Codebooks and Data Dictionaries
11.2 Codebooks and Data Dictionaries
Reading 1
3 / 8
11.2 Codebooks and Data Dictionaries
A data dictionary is usually a structured table that defines variables in a database or dataset. It may include variable name, form, field label, field type, choices, validation, branching logic, and required status. In REDCap, the data dictionary is also a build artifact because it can define the database structure.
A codebook is often more explanatory. It helps humans understand a dataset. It may include variable definitions, coding schemes, units, missingness notes, derivation rules, and usage guidance. A codebook for an analysis dataset may explain how `day28_outcome` was derived, how deaths were coded, which participants were excluded, and how repeated visits were summarized.
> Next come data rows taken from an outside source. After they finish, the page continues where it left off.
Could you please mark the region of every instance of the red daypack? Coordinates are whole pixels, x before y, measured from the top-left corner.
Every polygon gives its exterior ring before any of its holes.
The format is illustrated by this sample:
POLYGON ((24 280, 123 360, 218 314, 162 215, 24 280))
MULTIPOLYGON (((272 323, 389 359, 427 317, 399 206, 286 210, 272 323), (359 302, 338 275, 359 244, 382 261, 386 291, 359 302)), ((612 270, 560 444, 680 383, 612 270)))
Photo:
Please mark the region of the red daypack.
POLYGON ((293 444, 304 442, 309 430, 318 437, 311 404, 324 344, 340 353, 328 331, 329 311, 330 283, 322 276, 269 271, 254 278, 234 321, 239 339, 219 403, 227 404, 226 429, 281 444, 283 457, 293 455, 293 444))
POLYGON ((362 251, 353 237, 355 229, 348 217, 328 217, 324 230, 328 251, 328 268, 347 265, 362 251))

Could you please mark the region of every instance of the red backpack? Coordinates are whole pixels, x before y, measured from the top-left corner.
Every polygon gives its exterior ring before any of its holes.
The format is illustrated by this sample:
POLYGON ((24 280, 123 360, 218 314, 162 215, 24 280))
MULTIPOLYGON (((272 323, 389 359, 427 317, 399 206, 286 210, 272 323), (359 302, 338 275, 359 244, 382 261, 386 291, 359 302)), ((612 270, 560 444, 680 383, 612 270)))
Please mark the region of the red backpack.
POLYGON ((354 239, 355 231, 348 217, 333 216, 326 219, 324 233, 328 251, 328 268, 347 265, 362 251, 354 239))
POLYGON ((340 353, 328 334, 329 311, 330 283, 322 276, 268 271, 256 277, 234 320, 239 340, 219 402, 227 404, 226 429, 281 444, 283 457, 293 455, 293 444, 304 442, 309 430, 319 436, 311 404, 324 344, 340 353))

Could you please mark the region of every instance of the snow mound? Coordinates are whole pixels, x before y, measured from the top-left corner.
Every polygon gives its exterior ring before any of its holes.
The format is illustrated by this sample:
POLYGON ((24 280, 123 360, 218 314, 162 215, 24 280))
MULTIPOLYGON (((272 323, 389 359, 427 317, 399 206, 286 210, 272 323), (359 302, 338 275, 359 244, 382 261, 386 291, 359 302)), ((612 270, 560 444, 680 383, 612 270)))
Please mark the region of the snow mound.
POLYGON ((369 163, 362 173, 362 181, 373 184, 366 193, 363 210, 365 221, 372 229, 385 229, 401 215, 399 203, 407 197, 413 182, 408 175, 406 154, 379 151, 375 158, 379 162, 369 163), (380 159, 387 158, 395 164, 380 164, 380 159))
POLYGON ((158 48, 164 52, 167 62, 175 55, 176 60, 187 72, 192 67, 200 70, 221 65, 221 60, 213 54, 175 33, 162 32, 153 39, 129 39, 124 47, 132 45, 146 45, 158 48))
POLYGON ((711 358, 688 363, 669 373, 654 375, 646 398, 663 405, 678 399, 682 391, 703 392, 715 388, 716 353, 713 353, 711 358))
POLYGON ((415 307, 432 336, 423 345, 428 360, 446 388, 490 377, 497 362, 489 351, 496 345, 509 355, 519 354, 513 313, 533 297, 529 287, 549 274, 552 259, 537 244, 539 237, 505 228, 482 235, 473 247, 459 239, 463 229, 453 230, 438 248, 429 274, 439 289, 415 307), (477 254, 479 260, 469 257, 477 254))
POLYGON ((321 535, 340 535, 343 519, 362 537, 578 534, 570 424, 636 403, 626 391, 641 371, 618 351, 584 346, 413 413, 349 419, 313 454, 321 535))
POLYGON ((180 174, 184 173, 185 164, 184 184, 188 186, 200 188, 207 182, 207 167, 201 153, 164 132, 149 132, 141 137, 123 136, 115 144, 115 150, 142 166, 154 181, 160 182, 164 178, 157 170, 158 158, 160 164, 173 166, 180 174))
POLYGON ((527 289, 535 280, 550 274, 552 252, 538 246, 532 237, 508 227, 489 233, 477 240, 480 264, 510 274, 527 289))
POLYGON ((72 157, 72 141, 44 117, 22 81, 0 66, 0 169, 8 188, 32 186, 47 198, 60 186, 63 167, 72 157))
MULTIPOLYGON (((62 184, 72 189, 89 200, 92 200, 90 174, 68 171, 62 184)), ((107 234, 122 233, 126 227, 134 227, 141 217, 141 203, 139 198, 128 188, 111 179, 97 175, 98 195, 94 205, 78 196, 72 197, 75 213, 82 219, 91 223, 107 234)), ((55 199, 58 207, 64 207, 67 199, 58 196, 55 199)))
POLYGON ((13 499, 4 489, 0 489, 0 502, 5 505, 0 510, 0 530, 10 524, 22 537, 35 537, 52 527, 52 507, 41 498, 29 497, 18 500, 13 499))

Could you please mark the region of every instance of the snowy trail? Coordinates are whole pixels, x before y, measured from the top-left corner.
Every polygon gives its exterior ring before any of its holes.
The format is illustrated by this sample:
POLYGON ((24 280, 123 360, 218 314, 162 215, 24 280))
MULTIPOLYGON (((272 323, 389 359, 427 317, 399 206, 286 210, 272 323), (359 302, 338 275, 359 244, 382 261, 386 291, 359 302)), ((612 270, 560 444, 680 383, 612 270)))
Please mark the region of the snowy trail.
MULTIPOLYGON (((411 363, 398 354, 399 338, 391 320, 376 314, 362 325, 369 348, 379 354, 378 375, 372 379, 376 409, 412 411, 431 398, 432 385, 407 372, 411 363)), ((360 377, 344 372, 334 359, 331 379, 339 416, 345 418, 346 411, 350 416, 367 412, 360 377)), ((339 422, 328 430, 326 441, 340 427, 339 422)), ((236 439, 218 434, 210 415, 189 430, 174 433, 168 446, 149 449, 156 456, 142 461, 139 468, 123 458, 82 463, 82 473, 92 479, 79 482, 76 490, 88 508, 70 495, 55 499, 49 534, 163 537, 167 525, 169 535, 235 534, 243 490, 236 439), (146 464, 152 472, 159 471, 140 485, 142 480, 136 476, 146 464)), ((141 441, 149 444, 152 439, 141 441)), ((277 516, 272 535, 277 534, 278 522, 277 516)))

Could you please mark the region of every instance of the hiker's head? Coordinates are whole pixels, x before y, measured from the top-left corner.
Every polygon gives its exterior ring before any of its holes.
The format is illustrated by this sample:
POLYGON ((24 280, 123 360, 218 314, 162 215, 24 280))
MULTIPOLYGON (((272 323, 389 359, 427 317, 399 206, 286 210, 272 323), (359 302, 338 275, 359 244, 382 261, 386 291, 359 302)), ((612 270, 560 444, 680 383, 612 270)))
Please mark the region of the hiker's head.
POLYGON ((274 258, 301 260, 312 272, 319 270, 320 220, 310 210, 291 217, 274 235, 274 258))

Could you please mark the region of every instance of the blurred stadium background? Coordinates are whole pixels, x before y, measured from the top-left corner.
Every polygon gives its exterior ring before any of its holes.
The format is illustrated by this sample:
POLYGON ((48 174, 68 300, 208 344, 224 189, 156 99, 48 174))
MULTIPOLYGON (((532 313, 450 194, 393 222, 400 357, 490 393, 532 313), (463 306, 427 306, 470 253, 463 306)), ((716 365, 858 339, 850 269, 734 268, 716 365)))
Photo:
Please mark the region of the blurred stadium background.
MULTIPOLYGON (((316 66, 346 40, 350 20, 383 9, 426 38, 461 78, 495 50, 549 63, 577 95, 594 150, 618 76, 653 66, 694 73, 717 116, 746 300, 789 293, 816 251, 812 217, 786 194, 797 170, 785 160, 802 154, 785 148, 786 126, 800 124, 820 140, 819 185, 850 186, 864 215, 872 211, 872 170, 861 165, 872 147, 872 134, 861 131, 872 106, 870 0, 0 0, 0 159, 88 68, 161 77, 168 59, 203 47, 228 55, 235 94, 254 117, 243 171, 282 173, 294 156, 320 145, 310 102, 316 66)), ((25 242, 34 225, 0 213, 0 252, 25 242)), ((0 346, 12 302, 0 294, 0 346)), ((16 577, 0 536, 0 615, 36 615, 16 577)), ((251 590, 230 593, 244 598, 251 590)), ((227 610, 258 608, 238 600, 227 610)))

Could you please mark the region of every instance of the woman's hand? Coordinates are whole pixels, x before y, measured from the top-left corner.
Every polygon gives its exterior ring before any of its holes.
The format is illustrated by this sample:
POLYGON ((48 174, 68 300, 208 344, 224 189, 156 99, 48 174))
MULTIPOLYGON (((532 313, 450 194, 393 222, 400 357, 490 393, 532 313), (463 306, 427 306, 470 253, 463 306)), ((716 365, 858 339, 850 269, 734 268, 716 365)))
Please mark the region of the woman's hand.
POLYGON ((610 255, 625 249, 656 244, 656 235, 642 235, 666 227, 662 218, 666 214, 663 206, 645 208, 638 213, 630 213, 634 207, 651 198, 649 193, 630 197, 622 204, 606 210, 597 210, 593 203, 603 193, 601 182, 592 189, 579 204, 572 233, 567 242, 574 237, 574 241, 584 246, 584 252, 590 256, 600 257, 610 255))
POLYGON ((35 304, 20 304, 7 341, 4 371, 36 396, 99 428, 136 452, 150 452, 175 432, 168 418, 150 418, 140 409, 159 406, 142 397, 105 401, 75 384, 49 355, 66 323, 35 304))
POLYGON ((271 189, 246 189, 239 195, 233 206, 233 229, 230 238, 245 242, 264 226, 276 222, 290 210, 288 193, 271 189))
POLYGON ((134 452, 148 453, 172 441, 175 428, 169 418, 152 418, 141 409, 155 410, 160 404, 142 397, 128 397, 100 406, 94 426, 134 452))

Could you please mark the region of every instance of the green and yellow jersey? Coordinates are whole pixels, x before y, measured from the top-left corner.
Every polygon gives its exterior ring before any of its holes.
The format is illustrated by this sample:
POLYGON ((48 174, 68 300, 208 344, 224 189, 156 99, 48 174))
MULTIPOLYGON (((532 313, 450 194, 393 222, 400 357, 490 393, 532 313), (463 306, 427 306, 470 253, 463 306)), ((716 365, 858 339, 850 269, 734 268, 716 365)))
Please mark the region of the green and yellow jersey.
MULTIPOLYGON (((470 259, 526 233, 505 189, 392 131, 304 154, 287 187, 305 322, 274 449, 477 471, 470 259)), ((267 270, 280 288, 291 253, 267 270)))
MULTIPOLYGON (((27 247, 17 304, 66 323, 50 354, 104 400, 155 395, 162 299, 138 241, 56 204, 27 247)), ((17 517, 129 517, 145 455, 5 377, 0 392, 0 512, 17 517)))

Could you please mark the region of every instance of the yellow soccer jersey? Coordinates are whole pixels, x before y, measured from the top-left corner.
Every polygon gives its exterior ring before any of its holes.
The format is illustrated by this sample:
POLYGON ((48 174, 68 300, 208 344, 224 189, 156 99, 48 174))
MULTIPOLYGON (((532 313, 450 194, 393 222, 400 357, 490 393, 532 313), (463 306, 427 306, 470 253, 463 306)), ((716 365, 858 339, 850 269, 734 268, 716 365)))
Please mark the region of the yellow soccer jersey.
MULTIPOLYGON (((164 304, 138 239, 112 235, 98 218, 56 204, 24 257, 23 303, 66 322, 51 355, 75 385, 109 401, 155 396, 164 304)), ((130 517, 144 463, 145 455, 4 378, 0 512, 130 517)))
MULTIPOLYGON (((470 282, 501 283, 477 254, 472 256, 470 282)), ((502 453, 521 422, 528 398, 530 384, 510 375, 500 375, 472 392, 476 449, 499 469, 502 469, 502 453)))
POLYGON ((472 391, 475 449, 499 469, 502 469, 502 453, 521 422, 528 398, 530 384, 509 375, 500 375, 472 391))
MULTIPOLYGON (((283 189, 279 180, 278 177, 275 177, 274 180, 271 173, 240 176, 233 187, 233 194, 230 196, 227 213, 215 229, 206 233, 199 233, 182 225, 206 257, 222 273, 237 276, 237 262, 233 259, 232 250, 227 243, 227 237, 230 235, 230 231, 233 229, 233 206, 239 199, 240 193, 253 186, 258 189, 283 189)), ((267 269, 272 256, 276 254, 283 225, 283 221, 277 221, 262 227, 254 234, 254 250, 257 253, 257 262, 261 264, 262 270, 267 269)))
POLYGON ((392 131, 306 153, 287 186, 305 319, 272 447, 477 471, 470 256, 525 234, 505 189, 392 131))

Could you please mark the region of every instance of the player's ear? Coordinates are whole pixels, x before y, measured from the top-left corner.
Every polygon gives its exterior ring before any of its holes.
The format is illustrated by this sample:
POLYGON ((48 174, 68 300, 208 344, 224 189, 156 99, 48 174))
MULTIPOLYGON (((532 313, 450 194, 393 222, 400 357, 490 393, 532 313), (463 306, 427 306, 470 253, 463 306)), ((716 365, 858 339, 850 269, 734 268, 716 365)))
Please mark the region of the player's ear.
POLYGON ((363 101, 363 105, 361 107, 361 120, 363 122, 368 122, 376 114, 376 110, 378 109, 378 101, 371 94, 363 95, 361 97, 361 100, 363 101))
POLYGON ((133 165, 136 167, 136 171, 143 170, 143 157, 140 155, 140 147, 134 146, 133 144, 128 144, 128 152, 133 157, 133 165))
| Field | Example | Why it matters |
|---|---|---|
| Variable name | `age_years_derived` | Enables use in code |
| Variable label | Age at enrollment, years | Human-readable meaning |
| Definition | Age calculated from enrollment date and date of birth | Prevents ambiguity |
| Type | Numeric | Supports analysis |
| Unit | Years | Prevents unit errors |
| Allowed values | `Female`, `Male`, `Not reported` | Supports category interpretation |
| Missing codes | `NA`, `Not applicable`, `Unknown` | Clarifies missingness |
| Derivation | `(enrollment_date - date_of_birth) / 365.25` | Supports reproducibility |
| Source | REDCap enrollment form | Establishes provenance |
R can help create a simple codebook:
```r
codebook <- tibble(
variable = names(prepared_data),
type = map_chr(prepared_data, ~ class(.x)[1]),
n_missing = map_int(prepared_data, ~ sum(is.na(.x))),
n_unique = map_int(prepared_data, n_distinct)
)
write_csv(codebook, "outputs/basic_codebook_2026-06-01.csv")
```
This automated codebook is only a starting point. It does not know clinical definitions or derivation rules unless those are supplied. The data manager should enrich the codebook with labels, definitions, units, and source information.